You can't have too many opinions.
Lots of brewers say they don’t check their Untappd and Ratebeer scores, but we always do. It’s partly morbid curiosity, but we also get vital feedback from any comments, wherever they are posted or said. We are constantly critiquing our beers and expect you to do the same.
Since most of our beers have been New England-inspired, we usually know what to expect from the reviews. On the surface some love them, some hate them. The real interest comes from the tiny tweaks we make and how our drinkers’ comments inform whether it was the right thing to do. If we change the water profile to up the body, do people use words like “soft” and “pillowy” or do they use words like “thick” and “heavy”. When we give a beer extra time in tank it’s interesting to see if people perceive a more rounded flavour, or if the difference in too small to notice without more context. If a beer came up a little dry, do people clock it and do they enjoy it? Having such data come back at you is vital to the recipe creation process.
But releasing Too Many Opinions… was a complete unknown to us. While Pulp is probably found somewhere in the Midwest, with its robust bitterness but very juicy aroma, Too Many Opinions is our first bona fide West Coast IPA since our home-brew days. So let’s start with the difference between a great West coast and New England IPA as we see it.

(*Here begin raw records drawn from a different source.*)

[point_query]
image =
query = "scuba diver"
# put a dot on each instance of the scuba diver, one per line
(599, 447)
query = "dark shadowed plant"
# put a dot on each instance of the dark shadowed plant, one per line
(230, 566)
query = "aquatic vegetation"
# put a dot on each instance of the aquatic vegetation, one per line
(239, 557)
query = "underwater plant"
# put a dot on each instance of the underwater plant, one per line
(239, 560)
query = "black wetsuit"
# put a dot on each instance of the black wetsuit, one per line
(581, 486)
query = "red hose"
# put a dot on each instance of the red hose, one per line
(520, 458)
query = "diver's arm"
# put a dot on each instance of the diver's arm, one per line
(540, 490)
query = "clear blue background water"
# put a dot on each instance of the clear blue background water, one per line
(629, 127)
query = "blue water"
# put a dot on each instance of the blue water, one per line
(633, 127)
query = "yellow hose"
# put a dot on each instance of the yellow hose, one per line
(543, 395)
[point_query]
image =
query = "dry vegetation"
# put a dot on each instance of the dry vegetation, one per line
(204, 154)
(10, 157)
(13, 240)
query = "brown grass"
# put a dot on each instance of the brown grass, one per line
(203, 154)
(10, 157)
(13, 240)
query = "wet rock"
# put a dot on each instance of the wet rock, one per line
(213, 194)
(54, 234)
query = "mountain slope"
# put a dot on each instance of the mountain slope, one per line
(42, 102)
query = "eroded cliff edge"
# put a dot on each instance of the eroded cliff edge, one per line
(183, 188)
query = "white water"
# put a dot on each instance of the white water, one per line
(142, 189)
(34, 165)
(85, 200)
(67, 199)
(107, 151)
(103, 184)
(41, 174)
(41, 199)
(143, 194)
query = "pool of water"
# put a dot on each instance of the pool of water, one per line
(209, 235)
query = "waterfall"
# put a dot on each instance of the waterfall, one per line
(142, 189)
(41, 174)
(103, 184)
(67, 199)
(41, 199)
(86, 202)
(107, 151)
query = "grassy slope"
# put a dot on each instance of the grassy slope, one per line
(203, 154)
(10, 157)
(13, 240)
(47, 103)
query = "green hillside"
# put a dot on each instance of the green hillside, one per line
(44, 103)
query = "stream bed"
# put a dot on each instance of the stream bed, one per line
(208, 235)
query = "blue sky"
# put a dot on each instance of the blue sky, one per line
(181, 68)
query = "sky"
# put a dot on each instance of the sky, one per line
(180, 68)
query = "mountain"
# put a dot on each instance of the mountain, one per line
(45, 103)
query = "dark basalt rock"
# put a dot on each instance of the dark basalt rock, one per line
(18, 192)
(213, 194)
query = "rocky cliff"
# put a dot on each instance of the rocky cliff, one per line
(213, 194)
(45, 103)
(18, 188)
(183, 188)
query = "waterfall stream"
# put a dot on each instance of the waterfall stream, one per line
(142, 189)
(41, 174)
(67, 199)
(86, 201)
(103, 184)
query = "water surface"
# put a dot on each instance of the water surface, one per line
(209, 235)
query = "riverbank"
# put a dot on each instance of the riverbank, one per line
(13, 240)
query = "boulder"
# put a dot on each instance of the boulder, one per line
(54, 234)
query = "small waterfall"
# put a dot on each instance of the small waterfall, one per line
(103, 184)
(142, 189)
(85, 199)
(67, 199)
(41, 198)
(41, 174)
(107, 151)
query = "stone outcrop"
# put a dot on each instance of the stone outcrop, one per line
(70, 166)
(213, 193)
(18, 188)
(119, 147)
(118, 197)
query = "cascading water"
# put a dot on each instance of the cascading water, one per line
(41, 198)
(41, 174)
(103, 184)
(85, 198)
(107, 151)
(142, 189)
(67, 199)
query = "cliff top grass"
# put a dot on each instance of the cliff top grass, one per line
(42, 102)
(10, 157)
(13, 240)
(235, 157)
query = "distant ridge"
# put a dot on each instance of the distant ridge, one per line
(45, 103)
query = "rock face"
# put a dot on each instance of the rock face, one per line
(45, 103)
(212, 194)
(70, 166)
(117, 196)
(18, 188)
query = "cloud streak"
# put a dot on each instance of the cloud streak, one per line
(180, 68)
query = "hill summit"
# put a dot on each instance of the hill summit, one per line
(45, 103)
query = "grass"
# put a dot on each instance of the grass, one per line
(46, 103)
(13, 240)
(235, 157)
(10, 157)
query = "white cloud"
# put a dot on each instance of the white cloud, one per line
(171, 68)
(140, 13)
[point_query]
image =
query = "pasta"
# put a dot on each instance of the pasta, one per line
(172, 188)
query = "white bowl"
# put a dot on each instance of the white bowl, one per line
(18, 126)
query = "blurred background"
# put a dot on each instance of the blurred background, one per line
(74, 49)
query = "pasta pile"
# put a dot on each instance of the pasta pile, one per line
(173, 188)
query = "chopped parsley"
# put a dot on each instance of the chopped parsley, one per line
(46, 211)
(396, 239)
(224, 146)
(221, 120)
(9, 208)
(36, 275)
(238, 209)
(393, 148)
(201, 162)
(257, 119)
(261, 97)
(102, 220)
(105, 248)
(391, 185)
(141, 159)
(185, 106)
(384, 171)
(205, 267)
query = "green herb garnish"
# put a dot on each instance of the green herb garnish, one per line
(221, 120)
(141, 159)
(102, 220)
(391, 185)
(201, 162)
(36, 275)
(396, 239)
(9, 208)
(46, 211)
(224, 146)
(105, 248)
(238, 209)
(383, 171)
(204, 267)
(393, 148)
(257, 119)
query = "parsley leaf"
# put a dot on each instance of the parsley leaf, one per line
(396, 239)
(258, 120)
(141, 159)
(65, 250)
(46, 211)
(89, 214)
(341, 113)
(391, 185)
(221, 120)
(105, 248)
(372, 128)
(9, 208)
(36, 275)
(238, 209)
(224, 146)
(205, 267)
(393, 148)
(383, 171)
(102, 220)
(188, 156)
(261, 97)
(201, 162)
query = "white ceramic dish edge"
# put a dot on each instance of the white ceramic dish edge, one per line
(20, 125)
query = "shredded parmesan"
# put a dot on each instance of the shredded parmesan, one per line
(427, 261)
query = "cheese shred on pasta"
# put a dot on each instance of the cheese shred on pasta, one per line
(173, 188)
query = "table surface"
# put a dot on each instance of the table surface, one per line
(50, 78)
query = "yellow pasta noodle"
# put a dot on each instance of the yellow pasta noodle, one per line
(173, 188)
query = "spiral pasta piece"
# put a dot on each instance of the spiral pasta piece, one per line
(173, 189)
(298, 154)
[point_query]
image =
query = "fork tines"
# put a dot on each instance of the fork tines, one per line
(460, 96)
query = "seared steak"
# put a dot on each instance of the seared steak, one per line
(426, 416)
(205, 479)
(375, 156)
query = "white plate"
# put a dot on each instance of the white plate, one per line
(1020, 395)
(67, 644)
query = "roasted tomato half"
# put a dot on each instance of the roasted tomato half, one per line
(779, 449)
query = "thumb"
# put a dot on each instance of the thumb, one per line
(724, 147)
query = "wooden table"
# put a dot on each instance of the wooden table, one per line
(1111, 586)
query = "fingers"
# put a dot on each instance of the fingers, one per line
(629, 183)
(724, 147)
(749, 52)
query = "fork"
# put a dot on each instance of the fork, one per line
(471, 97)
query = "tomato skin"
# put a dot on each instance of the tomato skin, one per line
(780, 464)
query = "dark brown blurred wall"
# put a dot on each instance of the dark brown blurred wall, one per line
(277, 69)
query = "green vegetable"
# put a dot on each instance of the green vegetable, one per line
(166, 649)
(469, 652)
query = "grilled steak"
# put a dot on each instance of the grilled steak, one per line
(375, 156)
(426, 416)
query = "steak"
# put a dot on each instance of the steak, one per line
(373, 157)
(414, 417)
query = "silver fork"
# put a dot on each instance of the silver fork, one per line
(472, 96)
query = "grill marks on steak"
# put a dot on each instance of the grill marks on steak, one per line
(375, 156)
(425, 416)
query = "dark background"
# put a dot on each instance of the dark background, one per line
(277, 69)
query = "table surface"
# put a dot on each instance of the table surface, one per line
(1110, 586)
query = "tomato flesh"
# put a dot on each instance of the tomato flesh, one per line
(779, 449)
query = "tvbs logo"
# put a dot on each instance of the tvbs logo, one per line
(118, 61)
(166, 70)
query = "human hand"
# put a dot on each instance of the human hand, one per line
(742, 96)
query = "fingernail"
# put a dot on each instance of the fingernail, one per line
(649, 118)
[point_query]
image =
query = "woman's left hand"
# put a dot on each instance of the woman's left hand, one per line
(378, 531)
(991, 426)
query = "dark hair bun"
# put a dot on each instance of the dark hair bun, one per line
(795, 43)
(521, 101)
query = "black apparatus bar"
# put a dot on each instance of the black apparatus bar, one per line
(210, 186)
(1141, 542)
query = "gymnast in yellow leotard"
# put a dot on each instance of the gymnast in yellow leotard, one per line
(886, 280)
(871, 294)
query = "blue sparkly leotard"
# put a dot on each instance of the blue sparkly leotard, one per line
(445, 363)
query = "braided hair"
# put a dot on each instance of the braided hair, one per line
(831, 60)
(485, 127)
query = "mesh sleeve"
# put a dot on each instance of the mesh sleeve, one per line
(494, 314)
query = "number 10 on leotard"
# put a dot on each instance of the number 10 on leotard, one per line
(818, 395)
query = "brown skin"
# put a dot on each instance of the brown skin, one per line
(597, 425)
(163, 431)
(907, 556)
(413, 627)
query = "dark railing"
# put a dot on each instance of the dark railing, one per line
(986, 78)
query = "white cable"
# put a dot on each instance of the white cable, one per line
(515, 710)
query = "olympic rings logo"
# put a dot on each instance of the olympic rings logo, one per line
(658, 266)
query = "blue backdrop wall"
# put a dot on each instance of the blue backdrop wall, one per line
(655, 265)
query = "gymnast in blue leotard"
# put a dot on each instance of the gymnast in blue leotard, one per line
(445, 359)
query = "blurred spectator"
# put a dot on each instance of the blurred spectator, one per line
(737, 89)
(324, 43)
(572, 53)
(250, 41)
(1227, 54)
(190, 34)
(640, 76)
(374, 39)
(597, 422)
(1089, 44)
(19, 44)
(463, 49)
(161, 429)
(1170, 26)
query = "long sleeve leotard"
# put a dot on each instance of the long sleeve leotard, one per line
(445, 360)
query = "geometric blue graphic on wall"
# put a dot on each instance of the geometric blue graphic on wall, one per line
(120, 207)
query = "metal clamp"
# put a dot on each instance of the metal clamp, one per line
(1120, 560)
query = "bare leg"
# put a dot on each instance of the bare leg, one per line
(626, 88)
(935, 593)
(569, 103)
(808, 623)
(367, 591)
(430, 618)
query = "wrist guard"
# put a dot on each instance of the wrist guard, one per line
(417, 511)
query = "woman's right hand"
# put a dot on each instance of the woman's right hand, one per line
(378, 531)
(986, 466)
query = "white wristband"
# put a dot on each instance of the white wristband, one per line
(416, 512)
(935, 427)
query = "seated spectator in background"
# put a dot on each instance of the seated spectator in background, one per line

New England IPAs are what we’re known for. They should be pretty much opaque, and somehow cast their own bright glow like orange juice. Aroma-wise they should smell much like tropical fruit juice too, but hints of pine, resin, grapefruit and more class hop aromas can add depth and savoury notes; on the palate it should be big, soft and finely carbonated, keeping that juicy vibe going but finishing balanced. By balanced we mean with enough bitterness to clean up the residual sweetness but not to bite too hard. In technical terms that means lots of oats and wheat in the mash, little to no hops in the boil but a ton of them in the dry hop, and a specific low-flocculating yeast that produces lots of delicious esters.
West Coast IPAs should be clear or slightly hazy, with an aroma more like a pine forest than a rainforest – green needles, sweet sticky resin, grapefruit and orange zest can all combine with (sometimes) a hint of caramel from the malt. On the palate it is lighter and zippier, with an explosion of fresh pine and zest building to a massive bitter finish that leaves you gasping for more. From a techie perspective that means a lighter malt bill, lots of hops in the boil even if it's pretty late, lots of dry hop again but a clean, flocculating yeast.
On the brew sheet our beer does look a lot like a West Coast IPA – all barley malt, classic C hops in the boil and dry hop, and a ghost of a yeast. The idea was something close to Pliny. However, we have some trademark techniques in the brewhouse that we applied to the beer, so we ensured it still had those threads that make a Verdant beer look and taste like one. We watched for the reaction with bated breath, especially since the fermentation had proved surprisingly efficient and landed the beer at 9.2%!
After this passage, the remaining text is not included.